The hoary Marxist term, “commodity fetishism,” long ago was dropped in the dung heap of history. Marxism, as opposed to Marx the man, has made no revival in recent years. Yet a favorite Marxist term seems wholly appropriate for a failed attempt by some French do-gooders to place putative orphans from Darfur with families living in Europe. As the BBC reports today, nine French citizens have been arrested in Chad over an alleged plan to fly more than 100 children out of the central African country, which borders the Darfur region of Sudan. The BBC reports that families in Europe paid as much or more than $1.4 million to arrange to receive one of the children. At this point, no one knows for sure where the children are actually from. The appetite for these children is more certain.
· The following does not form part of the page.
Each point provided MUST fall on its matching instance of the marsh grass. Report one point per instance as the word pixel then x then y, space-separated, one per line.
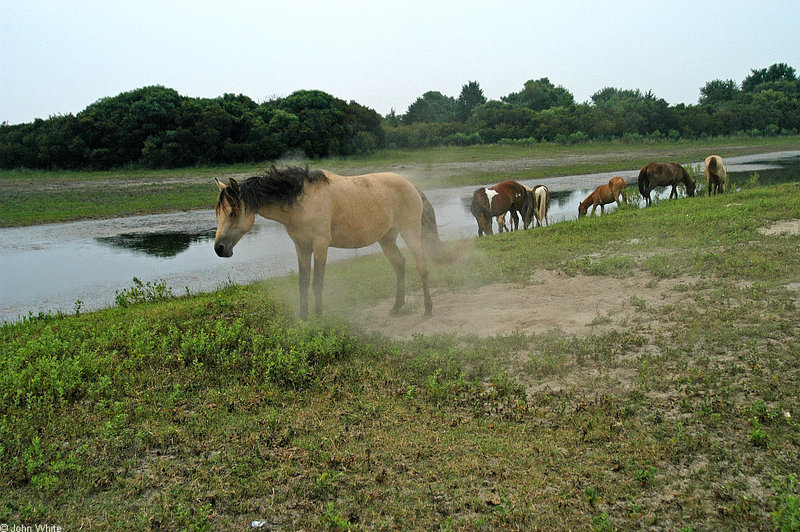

When concern for human rights becomes synonymous with “ethical consumption,” the purchase of Darfurians is a logical outgrowth of internationalism. The commodification of human-rights victims thus becomes the end-game for humanitarian aid.
An absurd reification of discarded Marxist categories? Listen to the ring-leader of the aid group who admits to organizing the scheme: “There has never – I repeat – never been any question of us being an adoption agency,” she said. “These children were not intended for adoption. Our motives were simple: we just wanted to rescue them from death.”Â
In a global economy, rescue itself becomes a transaction, and the goods in question are irrelevant so long as the motives of the brokers are only misguided but not malevolent.